Try changing directory (cd) to each of the remotely mounted resources and see if you can list the file (ls) on it. If you can't, try and remount that remote NFS resource. If you can't, there's your problem.

Sorry forgot to say the host is actually a storage array. i.e. xyz

Also, there are lots of mount points on this particular client. I'll try them all...

Would you expect this error to re-occur? Would be useful for future reference if there was a way to decrypt the file handle too (Although I guess not so easy if the host is not solaris).

If it's a reputable storage array/SAN then, no, it shouldn't happen baring power failures and the like. Dare I suggest that the network or storage team accidently did something that they shouldn't have?

1 Like

NFS has an inherent problem. It is not very good at knowing if the mounted resource is available or not, so it depends on a response from the host providing the resource - but only after some applications asks for it.
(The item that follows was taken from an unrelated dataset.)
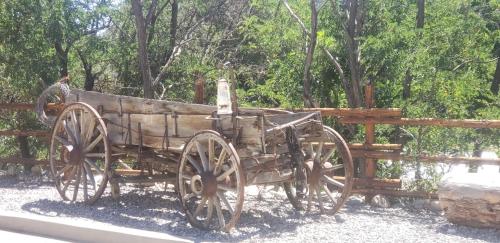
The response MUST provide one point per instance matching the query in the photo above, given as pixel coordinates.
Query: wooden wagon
(209, 155)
Example NFS4 on a Solaris 10 machine used to hang shutdown when a user executed a cd to the NFS directory, and then just left the process sitting. The machine had zones (virtuals) and some NFS connections were required from zone to zone. Not a great idea.

This meant that if NFS zone1 -> zone2 and zone2 was taken down, the machine would not reboot because NFS could not figure out how close the open file, and NFS will wait for long periods of time for a resource.

You may have what amounts to a similar problem. A user on one machine has an NFS mounted directory open - the directory lives on another virtual or machine. Something happens on the remote and the local one hangs. NFS has problems, avoid it if you can. NFS can negatively affect simple commands like pwd and system calls like realpath() if the parent directory of your current directory has an external NFS mount. And that directory no long is available.

1 Like

Thanks all.

Out of interest - is it even possible to do anything with those file handles?